I don’t know if I can explain this clearly, although it makes sense in my own head. It’s based on two concepts I’ve come across in several different places. The first is acting “as if”—the idea is that if you don’t know how to do something, or don’t want to do it, you act as if you can or you want to until you learn how or start enjoying it or get it finished. The second is the idea that your experience of what is going on around you is heavily affected by the filters you see it through, and those filters are based on your past experiences, your relationships with others, and so on. I’ve heard this idea before but lately I’ve been coming across it over and over: online, in magazine articles, in books. I’m taking it as a message from the universe (self-centered, aren’t I, thinking that the universe is sending me messages again?).

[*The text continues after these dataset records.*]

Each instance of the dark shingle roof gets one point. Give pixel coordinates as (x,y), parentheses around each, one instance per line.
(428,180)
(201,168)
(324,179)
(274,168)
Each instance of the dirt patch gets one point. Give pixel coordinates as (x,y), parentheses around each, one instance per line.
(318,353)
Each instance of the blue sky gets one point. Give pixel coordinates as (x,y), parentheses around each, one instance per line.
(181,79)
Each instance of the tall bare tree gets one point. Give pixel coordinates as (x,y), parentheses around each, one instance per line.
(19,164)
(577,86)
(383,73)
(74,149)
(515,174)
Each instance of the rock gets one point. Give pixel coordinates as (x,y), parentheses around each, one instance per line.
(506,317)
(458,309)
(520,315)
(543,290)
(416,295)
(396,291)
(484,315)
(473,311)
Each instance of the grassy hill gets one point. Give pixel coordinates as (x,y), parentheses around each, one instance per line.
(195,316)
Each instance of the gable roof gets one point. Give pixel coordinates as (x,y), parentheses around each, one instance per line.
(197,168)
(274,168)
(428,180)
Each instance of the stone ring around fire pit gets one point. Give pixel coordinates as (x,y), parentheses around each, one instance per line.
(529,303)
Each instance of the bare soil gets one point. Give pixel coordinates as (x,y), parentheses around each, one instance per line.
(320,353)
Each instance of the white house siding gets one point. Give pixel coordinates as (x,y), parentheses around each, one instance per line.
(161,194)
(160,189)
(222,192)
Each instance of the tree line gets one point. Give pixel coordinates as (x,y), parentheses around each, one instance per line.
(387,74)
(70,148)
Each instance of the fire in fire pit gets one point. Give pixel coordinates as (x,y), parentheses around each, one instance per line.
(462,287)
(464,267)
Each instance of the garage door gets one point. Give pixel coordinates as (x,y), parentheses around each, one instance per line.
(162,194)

I’ve been trying this out to see how I can use it. Take, for example, walking. Not the actual physical act of walking—even though I’m a total klutz and have been known to trip on air, I’m pretty successful at walking most of the time. For the past few years I’ve been wanting to exercise more by going for regular walks. But I don’t have the time. Really, truly, if I compare all the things I have to do with the amount of time in the day, I do not have time to go for walks—I barely have time to go to the bathroom. But since school started, I’ve been acting as if I do have the time and going right ahead and doing it.

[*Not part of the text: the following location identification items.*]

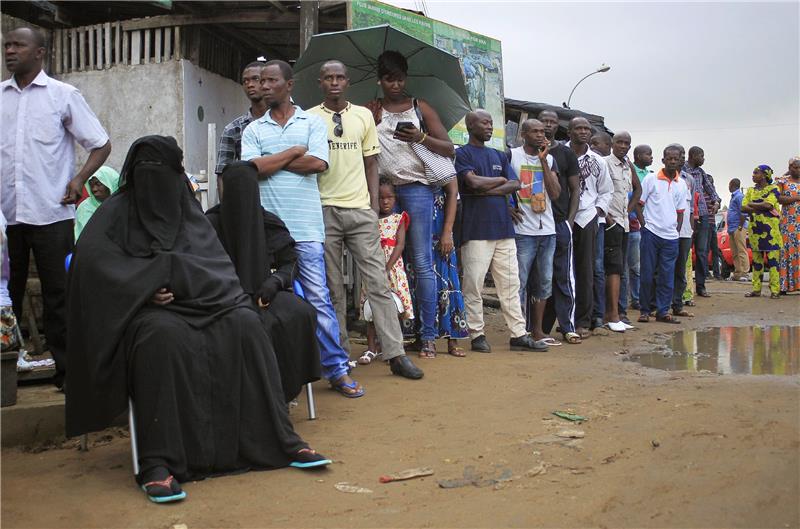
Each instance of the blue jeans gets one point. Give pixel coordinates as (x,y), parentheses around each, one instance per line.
(599,308)
(311,273)
(701,246)
(657,253)
(535,250)
(417,200)
(630,281)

I’ve also been spending more time cooking and crafting and gardening. In reality, I don’t have time for them. But I’m doing them anyway and somehow my schedule is shifting to fit them in.

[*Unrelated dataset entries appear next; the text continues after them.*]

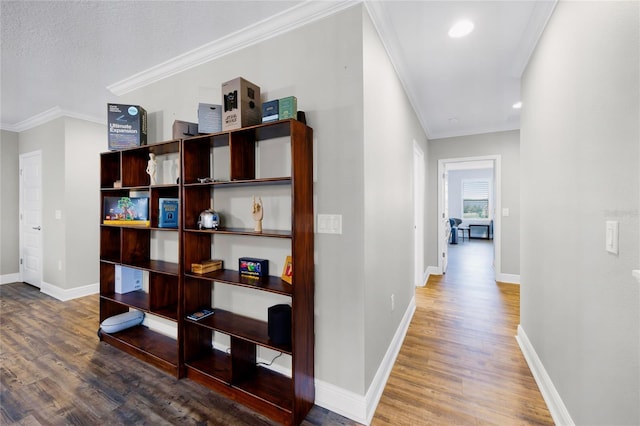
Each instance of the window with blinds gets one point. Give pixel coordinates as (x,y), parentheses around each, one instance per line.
(475,199)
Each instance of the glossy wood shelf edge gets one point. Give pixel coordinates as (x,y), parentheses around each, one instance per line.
(242,327)
(270,233)
(227,276)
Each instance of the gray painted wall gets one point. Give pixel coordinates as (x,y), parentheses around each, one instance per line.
(580,306)
(506,144)
(323,66)
(390,128)
(70,184)
(9,204)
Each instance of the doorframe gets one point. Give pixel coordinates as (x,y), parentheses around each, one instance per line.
(21,158)
(419,186)
(497,207)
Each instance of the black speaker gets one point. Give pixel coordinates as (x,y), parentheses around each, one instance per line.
(280,324)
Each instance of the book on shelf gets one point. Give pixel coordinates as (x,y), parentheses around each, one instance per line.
(126,211)
(206,266)
(168,215)
(199,314)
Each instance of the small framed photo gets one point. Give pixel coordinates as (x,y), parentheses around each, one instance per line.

These concepts work in other ways too. In reality, I’m a person who usually heads straight to the cookie jar for a snack. But now I’m acting as if I’m the kind of person who eats some fruit first. In reality, my sewing room is a cluttered mess, a fact that is often enough to stop me from working on a project. But now I’m acting as if I can find what I need—looking until I do and slowly but surely getting things in order as I look.

I’m refusing to accept the reality that I live with psychotic, plant-killing cats. I potted up some cuttings from our never-say-die spider plant and planted seeds for a kitchen herb garden and I will find a way to have plants in my house again (I am staying in touch with reality enough to plant only things that won’t harm the monsters).

I’m also refusing to accept the reality that over the years I’ve become very disorganized. Because I’m acting as if I were the old organized me, I now find myself filing papers instead of piling them on my desk and writing things down instead of trying (and failing) to remember them.

I’m finding that these concepts work well in dealing with people too. If, for example, when I ask my son to take out the garbage, I speak as if I expect him to remember and follow through, he’s more likely to do just that than if I’m thinking “I know he’s going to forget, just like he usually does.” If, when I’m talking to someone I’ve had bad communication patterns with in the past, instead of interpreting this person’s words and actions through the filter I normally use (and reacting accordingly, whether it’s warranted or not) I act as if we are perfectly capable of having a constructive conversation, we are less likely to fall into our old pattern.

So this month I’m going to ignore reality and live in my own happy little world—one in which people are mostly reasonable and cooperative, I’m organized and eat more fruit than cookies, I have time to do the things I love, and, I hope, a few plants escape death by feline.